Determinates of Need-based Financial Aid

Published: 
July, 2019

This study is about the amount of need-based financial aid awarded to college students compared to their financial need.  It involves a group of students who entered public higher education in Washington State in the first year after their high school graduation.  They all received need-based financial aid in the first year of attending college.  The students were followed for six years.  They differed in the amounts of financial aid they received relative to their financial need.  This study is an attempt to identify the key determinates as to why some students received more aid than others.  Study highlights include:

  • For students who begin postsecondary education at a public 4-year institution, the primary factors associated with the total level of need-based financial aid relative to need are: 
    • Academic ability as measured by their high school GPA (students with higher GPAs received more aid in relation to their need).
    • Whether or not they attended full-time (full-time students received more aid in relation to their need).
    • Family income (students who had higher expected family contributions had less of their financial need met by aid and, conversely, students from poorer families received more aid relative to their need).
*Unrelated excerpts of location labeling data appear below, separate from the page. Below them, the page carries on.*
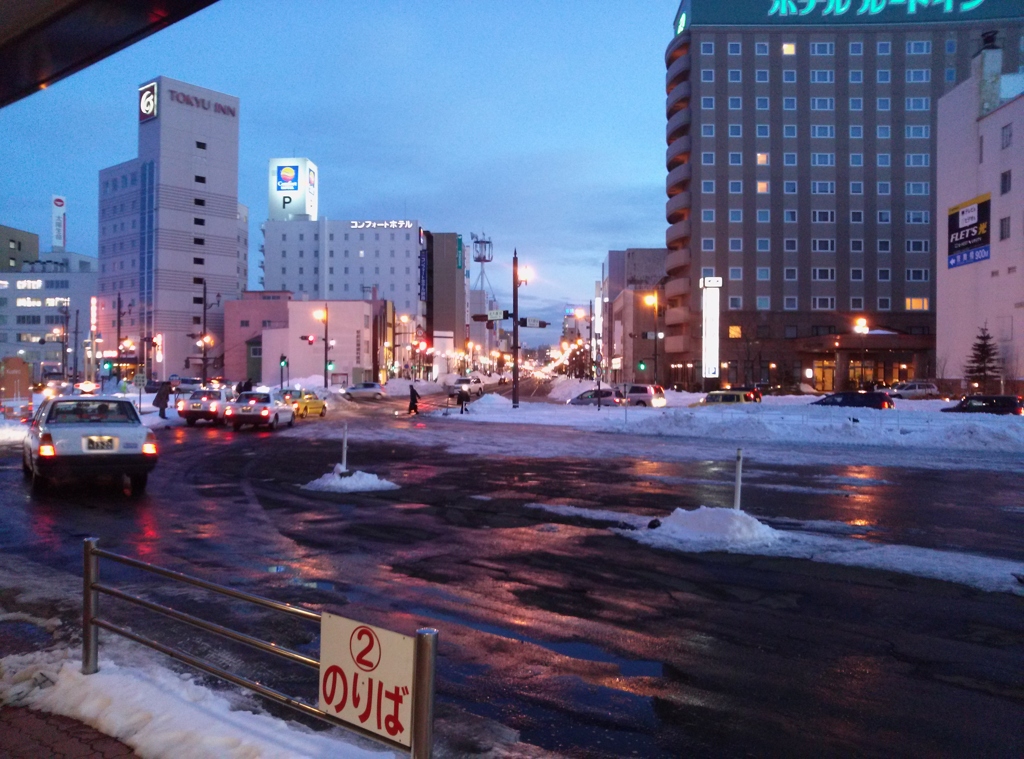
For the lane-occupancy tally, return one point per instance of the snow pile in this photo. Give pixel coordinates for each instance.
(160, 713)
(736, 532)
(340, 481)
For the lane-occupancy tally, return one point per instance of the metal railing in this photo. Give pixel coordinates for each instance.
(424, 660)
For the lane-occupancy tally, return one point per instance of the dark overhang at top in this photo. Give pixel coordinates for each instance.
(43, 41)
(840, 12)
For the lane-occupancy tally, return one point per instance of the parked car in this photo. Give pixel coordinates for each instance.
(305, 403)
(366, 390)
(727, 396)
(915, 389)
(858, 398)
(94, 435)
(206, 405)
(607, 395)
(652, 395)
(472, 385)
(259, 408)
(753, 391)
(1003, 405)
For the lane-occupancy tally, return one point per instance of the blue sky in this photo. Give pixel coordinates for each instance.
(540, 123)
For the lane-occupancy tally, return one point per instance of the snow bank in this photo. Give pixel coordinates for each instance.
(159, 713)
(736, 532)
(338, 481)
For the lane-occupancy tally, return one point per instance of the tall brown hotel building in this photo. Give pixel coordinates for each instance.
(801, 158)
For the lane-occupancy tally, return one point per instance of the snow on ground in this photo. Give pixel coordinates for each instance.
(160, 713)
(706, 530)
(340, 481)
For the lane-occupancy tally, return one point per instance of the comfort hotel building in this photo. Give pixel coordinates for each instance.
(801, 158)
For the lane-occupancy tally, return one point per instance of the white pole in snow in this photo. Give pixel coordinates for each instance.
(739, 477)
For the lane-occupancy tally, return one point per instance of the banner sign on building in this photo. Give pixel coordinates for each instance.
(969, 232)
(292, 190)
(829, 12)
(59, 222)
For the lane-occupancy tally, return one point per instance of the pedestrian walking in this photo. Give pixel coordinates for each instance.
(162, 397)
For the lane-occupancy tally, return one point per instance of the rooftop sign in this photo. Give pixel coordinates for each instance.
(829, 12)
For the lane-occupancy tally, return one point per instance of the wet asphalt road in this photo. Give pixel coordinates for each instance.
(583, 640)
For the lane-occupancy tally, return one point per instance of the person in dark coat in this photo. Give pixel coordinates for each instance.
(162, 397)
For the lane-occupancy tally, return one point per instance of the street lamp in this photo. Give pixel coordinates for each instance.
(861, 328)
(321, 314)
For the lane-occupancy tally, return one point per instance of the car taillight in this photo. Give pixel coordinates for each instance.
(46, 448)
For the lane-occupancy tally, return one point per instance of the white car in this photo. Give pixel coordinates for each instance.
(208, 405)
(257, 408)
(91, 435)
(472, 385)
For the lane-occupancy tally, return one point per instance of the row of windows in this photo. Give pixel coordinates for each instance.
(819, 245)
(822, 131)
(884, 47)
(820, 76)
(819, 273)
(826, 303)
(819, 216)
(790, 186)
(763, 102)
(912, 160)
(302, 236)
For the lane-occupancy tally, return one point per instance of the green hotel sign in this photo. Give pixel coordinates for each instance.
(828, 12)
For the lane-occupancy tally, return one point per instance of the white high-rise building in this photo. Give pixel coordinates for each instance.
(173, 239)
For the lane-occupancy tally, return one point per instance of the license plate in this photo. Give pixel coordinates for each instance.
(96, 444)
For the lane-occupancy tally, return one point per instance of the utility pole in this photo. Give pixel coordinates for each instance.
(515, 328)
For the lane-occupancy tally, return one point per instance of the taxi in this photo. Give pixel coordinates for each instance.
(305, 403)
(206, 405)
(91, 435)
(258, 408)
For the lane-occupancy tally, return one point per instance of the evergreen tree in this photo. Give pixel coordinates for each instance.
(983, 366)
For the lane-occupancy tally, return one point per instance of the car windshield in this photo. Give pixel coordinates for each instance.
(92, 412)
(254, 397)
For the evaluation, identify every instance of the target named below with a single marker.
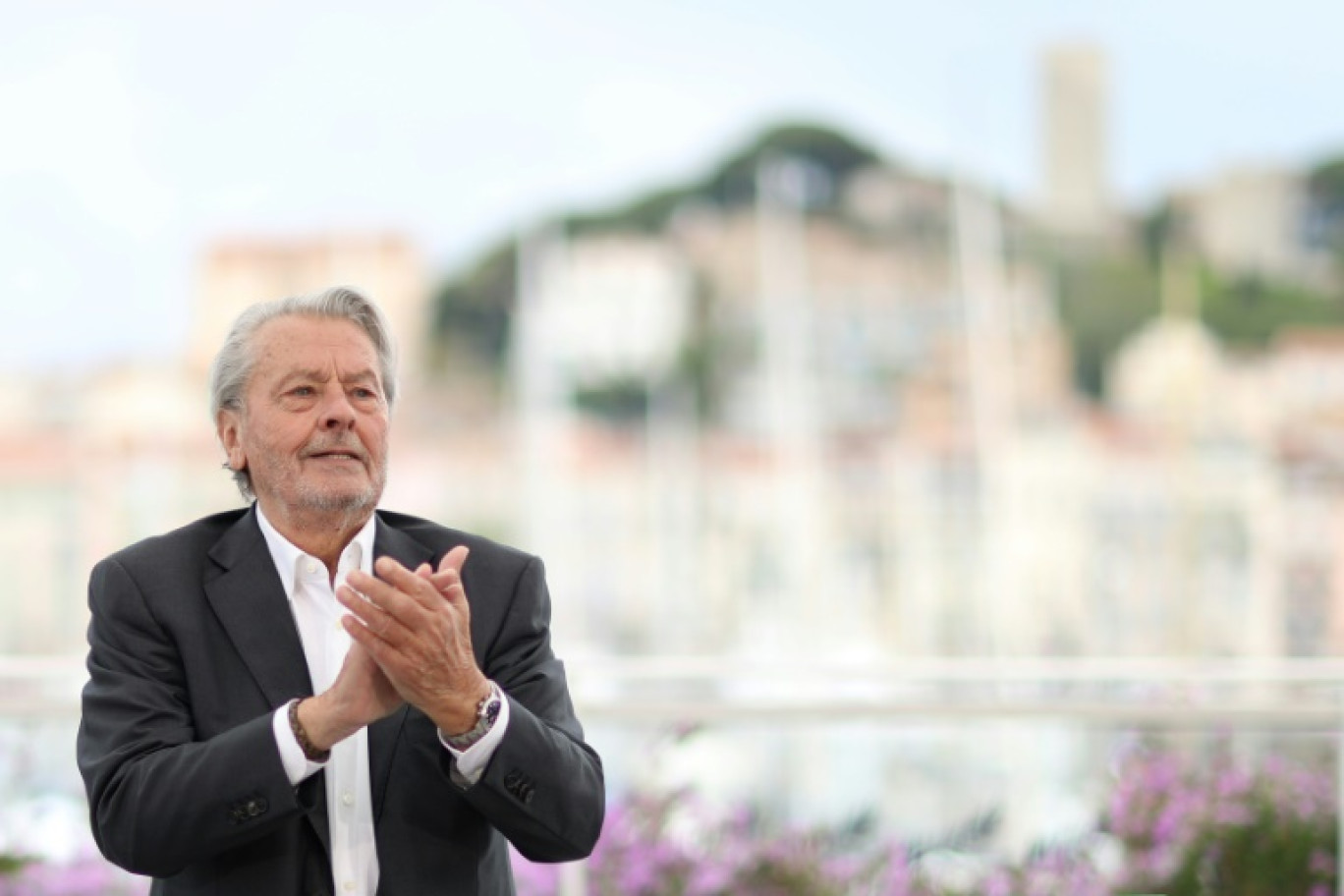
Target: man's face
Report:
(312, 431)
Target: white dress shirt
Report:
(317, 614)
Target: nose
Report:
(338, 413)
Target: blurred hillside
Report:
(1103, 286)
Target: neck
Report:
(323, 533)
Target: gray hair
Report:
(233, 365)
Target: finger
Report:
(402, 598)
(399, 578)
(378, 618)
(455, 559)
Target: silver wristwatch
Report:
(486, 710)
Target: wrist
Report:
(321, 723)
(459, 716)
(313, 749)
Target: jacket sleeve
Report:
(543, 787)
(159, 798)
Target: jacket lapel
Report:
(384, 734)
(249, 599)
(251, 602)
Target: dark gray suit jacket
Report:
(191, 649)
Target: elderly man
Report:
(312, 696)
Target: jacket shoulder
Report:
(194, 538)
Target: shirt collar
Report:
(288, 558)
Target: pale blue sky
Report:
(132, 134)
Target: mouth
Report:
(336, 456)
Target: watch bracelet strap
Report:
(482, 721)
(310, 752)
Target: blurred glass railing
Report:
(924, 749)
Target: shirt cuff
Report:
(298, 767)
(470, 764)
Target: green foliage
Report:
(472, 313)
(472, 310)
(1250, 310)
(624, 399)
(831, 152)
(1102, 301)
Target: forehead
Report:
(300, 341)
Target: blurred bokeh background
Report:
(916, 405)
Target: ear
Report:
(229, 427)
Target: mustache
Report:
(336, 446)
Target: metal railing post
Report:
(573, 878)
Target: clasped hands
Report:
(412, 644)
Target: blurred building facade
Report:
(884, 454)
    • The relative poverty of the high school from which the student graduated (students from high schools with higher shares of students eligible for free or reduced-price lunches received more aid relative to their need).
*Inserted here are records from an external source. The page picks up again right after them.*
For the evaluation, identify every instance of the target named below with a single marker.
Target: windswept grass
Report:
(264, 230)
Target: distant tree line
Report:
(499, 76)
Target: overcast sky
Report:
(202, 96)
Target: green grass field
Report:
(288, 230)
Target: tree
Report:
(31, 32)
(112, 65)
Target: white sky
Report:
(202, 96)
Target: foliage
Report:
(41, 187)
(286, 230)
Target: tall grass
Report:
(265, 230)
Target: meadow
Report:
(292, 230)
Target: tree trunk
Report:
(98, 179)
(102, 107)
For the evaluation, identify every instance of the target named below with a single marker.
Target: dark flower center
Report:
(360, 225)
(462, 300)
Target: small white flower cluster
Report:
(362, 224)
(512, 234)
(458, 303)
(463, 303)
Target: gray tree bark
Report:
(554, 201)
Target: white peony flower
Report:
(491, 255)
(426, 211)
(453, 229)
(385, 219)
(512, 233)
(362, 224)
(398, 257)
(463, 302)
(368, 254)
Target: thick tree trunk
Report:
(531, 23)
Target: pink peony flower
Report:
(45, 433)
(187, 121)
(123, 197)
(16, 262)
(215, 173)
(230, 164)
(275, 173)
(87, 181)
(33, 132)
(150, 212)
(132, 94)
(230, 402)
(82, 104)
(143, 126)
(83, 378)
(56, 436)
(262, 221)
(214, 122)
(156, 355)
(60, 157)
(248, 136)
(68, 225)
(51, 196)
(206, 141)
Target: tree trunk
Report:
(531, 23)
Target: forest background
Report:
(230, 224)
    • Independence (students who became independent from their parents for financial aid purposes received less aid relative to need).
    • Institutional financial aid (students attending institutions that on average provided higher levels of grant aid per all undergraduate students received more aid relative to their need).
    • Race/ethnicity (for men being African-American meant more aid compared to need; for women being Hispanic or African-American meant more aid compared to need).
  • For students who begin postsecondary education at a public community or technical college (CTC), the important factors associated with relatively higher amounts of total need-based financial aid included: 
    • Attending full-time (full-time students received more aid compared to need; part-time students received lesser amounts of aid compared to need).
    • Transferring to a 4-year institution (on average students attending a 4-year institution received more aid than students attending a CTC; this holds even for students who start at a CTC and then transfer to a 4-year institution).
    • Academic ability as measured by their high school GPA (as with 4-year students, a higher GPA means more aid relative to need).
    • Independence (women who were at some point became independent of their parents for financial aid purposes received less financial aid relative to need).
    • Free or reduced price lunch (FRPL) eligible (students that were eligible sometime during high school for free or reduced-price lunches received more aid relative to need).